Exxaro Resources Limited (JSE: EXX) has navigated through a challenging landscape in recent years, with various factors exerting pressure on its share price. The company has faced a formidable array of obstacles, from heightened inflation to pricing fluctuations in the commodity market, coupled with challenges such as load shedding and ongoing issues within South African state-owned entities like Transnet. This has been reflected in its year-to-date share price decline of over 12%, prompting investors to exercise caution.
However, amidst these challenges, there is anticipation building around Exxaro’s upcoming earnings report scheduled for March. This pivotal moment holds the potential to reshape the company’s trajectory. As we stand on the cusp of this significant announcement, the question arises: How does Exxaro’s current positioning compare to its past? It’s worth noting that in its previous report, the company fell short of expectations, missing targets on both its top and bottom lines. With uncertainty lingering in the market, investors eagerly await insights from Exxaro’s upcoming report, seeking clues about its ability to navigate through the turbulence and emerge stronger.
Technical
On the daily chart, a descending channel is in play, with the price action finding support at the Fibonacci midpoint near R175.76. The 25-SMA (green line) has crossed below the 50-SMA (blue line), signalling a bearish tilt, as the price has also fallen below the 100-SMA (orange line).
If support at R175.76 holds, a pivot could occur to send the price back toward the dynamic resistance of the channel in a pattern continuation. A supply zone is established near R184.74, and any breach of this level could trigger a breakout from the channel, potentially setting up a bullish trend reversal. Resistance at R192.87 and R198.37 could then act as pivot points to catalyse a potential retracement, but a lack thereof could result in a test of the psychological resistance at R206.19.
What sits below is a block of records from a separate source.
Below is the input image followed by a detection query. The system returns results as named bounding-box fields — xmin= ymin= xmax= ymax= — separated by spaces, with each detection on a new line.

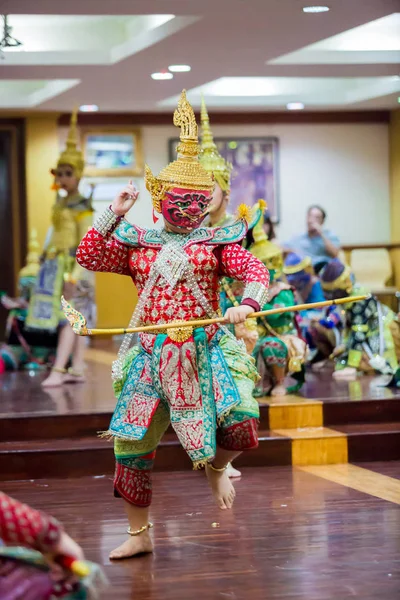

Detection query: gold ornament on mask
xmin=145 ymin=90 xmax=214 ymax=212
xmin=19 ymin=229 xmax=40 ymax=277
xmin=199 ymin=98 xmax=233 ymax=192
xmin=51 ymin=107 xmax=85 ymax=179
xmin=249 ymin=200 xmax=283 ymax=278
xmin=321 ymin=266 xmax=353 ymax=294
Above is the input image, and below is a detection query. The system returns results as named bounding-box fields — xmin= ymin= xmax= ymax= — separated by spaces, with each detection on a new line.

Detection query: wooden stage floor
xmin=0 ymin=343 xmax=400 ymax=481
xmin=2 ymin=461 xmax=400 ymax=600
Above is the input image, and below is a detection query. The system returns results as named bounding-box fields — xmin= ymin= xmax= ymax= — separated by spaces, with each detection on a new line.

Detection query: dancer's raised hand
xmin=111 ymin=180 xmax=139 ymax=217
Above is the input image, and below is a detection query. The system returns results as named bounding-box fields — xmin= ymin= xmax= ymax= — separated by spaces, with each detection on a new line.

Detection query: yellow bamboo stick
xmin=61 ymin=295 xmax=369 ymax=336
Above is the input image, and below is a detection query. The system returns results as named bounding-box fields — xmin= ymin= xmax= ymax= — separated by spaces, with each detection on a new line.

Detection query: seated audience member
xmin=264 ymin=210 xmax=278 ymax=244
xmin=283 ymin=205 xmax=340 ymax=273
xmin=318 ymin=259 xmax=399 ymax=379
xmin=245 ymin=204 xmax=307 ymax=397
xmin=283 ymin=252 xmax=325 ymax=347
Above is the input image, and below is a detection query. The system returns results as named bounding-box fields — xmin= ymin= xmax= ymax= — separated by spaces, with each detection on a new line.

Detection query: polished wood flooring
xmin=0 ymin=340 xmax=400 ymax=480
xmin=1 ymin=461 xmax=400 ymax=600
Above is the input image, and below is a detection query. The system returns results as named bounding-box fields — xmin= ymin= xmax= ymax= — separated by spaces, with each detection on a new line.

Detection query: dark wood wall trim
xmin=58 ymin=110 xmax=390 ymax=127
xmin=0 ymin=118 xmax=27 ymax=293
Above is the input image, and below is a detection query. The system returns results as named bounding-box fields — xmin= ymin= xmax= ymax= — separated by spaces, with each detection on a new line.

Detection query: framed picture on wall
xmin=168 ymin=137 xmax=280 ymax=223
xmin=82 ymin=128 xmax=144 ymax=177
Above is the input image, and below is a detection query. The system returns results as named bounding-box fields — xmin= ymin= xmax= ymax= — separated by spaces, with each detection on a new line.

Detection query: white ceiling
xmin=0 ymin=0 xmax=400 ymax=112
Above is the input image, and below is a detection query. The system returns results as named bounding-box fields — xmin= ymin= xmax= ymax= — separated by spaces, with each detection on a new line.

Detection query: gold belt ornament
xmin=61 ymin=295 xmax=370 ymax=341
xmin=162 ymin=321 xmax=193 ymax=342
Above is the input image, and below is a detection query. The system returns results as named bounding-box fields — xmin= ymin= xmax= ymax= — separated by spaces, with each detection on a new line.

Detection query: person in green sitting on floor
xmin=321 ymin=259 xmax=399 ymax=379
xmin=247 ymin=209 xmax=307 ymax=397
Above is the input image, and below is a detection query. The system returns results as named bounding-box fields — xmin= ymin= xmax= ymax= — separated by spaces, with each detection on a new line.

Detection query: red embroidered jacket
xmin=0 ymin=492 xmax=63 ymax=553
xmin=76 ymin=209 xmax=269 ymax=324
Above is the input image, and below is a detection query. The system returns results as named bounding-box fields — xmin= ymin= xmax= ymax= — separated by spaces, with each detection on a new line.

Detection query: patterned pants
xmin=114 ymin=404 xmax=258 ymax=507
However, the bears could be enticed to pile into a more prolonged selloff if the support at R175.76 fails to initiate a retracement. Lower support is established at R171.63, and an additional breakdown at this level could force the price toward the 61.8% Fibonacci golden ratio at R168.57. This level could be psychological in holding buyers to challenge the momentum. However, the lack of a retracement could trigger another leg down toward R162.12 in the longer term.
Fundamental
In 2023, Exxaro’s share price contracted by nearly 6% despite a recovery in the second half of the year. This return underperformed the JSE Top 40 index, which returned just over 5% in the same period. However, it outperforms its competitors in African Rainbow Minerals and Thungela Resources, which realised share price declines of 31% and 46%, respectively. The declines come as a result of a challenging year in the coal market and logistical issues from Transnet. In the 2017/2018 financial year, Transnet hauled 77 million tons of coal, a number which fell toward 48.7 million tons in 2022/2023. This decline came at a crucial time when prices of fossil fuels ticked up to record highs amid surging demand from Europe in the wake of Russia’s invasion of Ukraine. Transnet now expects to transport approximately 49 million metric tons of coal in the year to end 31 March to the Richard’s Bay port, which remains well below its 60 million ton target, suggesting ongoing headwinds.
A large part of the share price decline was due to coal price decreases over the year, as shown in the chart below. The decline in coal prices was attributed to a decline in demand due to sufficient gas and coal stocks in Europe, Japan, Korea and Taiwan (JKT). Warmer than usual winter temperatures added to the decline. As a result of the lower sales prices, lower sales volumes, and the logistical issues the company faced, its revenue for the six months ended 30 June 2023 declined by 15% to R18.94Bn. Revenue from its coal business declined from R21.69Bn to R18.13Bn, resulting in a 28% decrease in group EBITDA to R7.66Bn.
So, what can we expect from the full-year results to be released in March? Exxaro mentioned in its pre-close message that the continuous and ongoing constraints in the domestic economy relating to load-shedding and logistic supply limit future productive potential. However, there is optimism regarding the strong Chinese thermal coal imports, which could remain supportive of prices despite uncertainty around the severity of Europe’s winter and the potential risk around natural gas availability. In Europe and JKT, winter restocking could also drive prices higher in the first quarter of 2024, likely to be supported by increased economic growth in India and China. However, its coal business will continue to be impacted by low commodity prices and logistical challenges. It will be interesting to see if the company can alleviate the effects of external factors on its business through its optimisation programme that focuses on achieving efficiency across its value chain.
Summary
Exxaro started the new year on the back foot, having already lost close to 12% of its share price. Logistical challenges and macroeconomic headwinds continue to pave a challenging way forward. However, a crucial earnings report awaits one that could alter the share price trajectory in the upcoming months.